Several years ago I had a conversation with an unbeliever. One of her objections to Christianity and the Bible was that the God of the Old Testament was quite different that the God of the New Testament. She asserted that God in the Old Testament was unforgiving, merciless, and vengeful, while the God depicted in the New Testament was not. I did a very quick survey of the Old Testament to see if her statements were true. Here is what I found:
When the Lord proclaimed his name to Moses in the book of Exodus he said, "The LORD, the LORD, a God merciful and gracious, slow to anger, and abounding in steadfast love and faithfulness, maintaining love to thousands, and forgiving wickedness, rebellion and sin…” (Exodus 34:6-7). The very essence of the Lord’s name is that he is a merciful, gracious, and forgiving God.

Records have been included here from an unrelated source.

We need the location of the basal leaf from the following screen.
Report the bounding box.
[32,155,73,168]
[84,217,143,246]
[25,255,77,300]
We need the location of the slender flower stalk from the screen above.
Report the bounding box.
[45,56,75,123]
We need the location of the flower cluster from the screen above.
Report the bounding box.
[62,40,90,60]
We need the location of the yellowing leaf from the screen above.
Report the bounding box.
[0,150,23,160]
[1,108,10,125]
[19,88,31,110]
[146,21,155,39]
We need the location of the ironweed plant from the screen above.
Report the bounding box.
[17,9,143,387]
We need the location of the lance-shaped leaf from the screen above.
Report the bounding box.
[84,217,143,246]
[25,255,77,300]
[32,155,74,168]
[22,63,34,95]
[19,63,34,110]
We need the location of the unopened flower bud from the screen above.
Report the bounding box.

In the book of Leviticus, the phrase “they will be forgiven” or a similar statement occurs ten times in this book. Although his people were guilty of sin, the Lord provides a means of forgiveness through the sacrificial system.
I would be remiss if I didn't point out that this sacrificial system was instituted in order to point forward to Jesus Christ. The truth is God cannot simply forgive us, without atoning for our sin; doing so would violate his own standard of justice. So in order to be just and forgiving God has punished his innocent Son in our place so that those who turn from their sin and trust in Jesus can experience his forgiveness.

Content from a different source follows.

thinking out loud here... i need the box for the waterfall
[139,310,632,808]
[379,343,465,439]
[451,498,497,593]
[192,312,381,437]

In the book of Judges, God’s people continually rebel against him and thus incur the consequences of their sin. But, every time they turn from their disobedience and call on the Lord he delivers them from their punishment. This occurs twelve times in this book. Thus, here is another example that God is forgiving, even in the Old Testament.
The book of Psalms is replete with verses about God’s forgiveness. “You are forgiving and good, O Lord, abounding in love to all who call to you.” (Psalm 86:5). “Praise the LORD, O my soul, and forget not all his benefits-- who forgives all your sins…”(Psalm 103:2-3). “If you, O LORD, kept a record of sins, O Lord, who could stand? But with you there is forgiveness; therefore you are feared.” (Psalm 130:3-4)

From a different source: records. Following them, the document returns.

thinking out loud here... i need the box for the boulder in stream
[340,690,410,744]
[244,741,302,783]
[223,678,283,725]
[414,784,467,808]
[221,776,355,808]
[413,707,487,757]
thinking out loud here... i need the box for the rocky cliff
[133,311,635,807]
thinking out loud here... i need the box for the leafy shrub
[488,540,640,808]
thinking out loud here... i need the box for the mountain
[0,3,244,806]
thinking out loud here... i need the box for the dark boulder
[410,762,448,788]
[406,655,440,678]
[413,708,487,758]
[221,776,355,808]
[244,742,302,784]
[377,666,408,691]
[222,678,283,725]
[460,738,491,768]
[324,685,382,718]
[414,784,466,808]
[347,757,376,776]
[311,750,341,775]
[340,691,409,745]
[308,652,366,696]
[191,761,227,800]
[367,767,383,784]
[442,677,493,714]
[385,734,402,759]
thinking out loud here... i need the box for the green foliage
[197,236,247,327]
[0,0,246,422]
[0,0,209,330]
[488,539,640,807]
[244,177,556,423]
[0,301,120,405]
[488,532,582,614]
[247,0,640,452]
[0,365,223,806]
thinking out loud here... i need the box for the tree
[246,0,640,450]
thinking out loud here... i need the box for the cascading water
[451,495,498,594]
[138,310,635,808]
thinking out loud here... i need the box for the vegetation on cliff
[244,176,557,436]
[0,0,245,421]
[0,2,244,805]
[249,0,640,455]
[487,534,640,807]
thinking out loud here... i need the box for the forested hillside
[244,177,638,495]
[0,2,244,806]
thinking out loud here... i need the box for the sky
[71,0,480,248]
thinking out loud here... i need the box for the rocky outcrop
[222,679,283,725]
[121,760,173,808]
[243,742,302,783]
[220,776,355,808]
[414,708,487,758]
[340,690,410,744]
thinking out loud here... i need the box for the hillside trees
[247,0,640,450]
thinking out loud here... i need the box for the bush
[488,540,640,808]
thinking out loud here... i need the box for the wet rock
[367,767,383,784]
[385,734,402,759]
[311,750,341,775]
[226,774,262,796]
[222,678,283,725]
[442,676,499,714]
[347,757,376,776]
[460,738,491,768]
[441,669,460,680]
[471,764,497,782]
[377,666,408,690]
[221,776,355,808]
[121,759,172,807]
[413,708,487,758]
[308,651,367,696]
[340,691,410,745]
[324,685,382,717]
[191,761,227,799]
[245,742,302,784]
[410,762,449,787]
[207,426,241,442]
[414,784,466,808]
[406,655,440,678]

The prophets of the Old Testament record God’s perpetual forgiveness. “Let [the wicked] turn to the LORD, and he will have mercy on him, and to our God, for he will freely pardon.” (Isaiah 55:7). “I will cleanse them from all the sin they have committed against me and will forgive all their sins of rebellion against me.” (Jeremiah 33:8). “The Lord our God is merciful and forgiving, even though we have rebelled against him” (Daniel 9:9). “Who is a God like you, who pardons sin and forgives the transgression of the remnant of his inheritance? You do not stay angry forever but delight to show mercy. You will again have compassion on us; you will tread our sins underfoot and hurl all our iniquities into the depths of the sea.” (Micah 7:18-19)
ConclusionIt is fair to say after surveying these verses that the God depicted in the Old Testament is indeed a very forgiving and compassionate God, much like the God described in the New Testament. Therefore we can safely conclude that the Bible describes one, united, holy, and forgiving God, who “does not change like shifting shadows.” (James 1:17).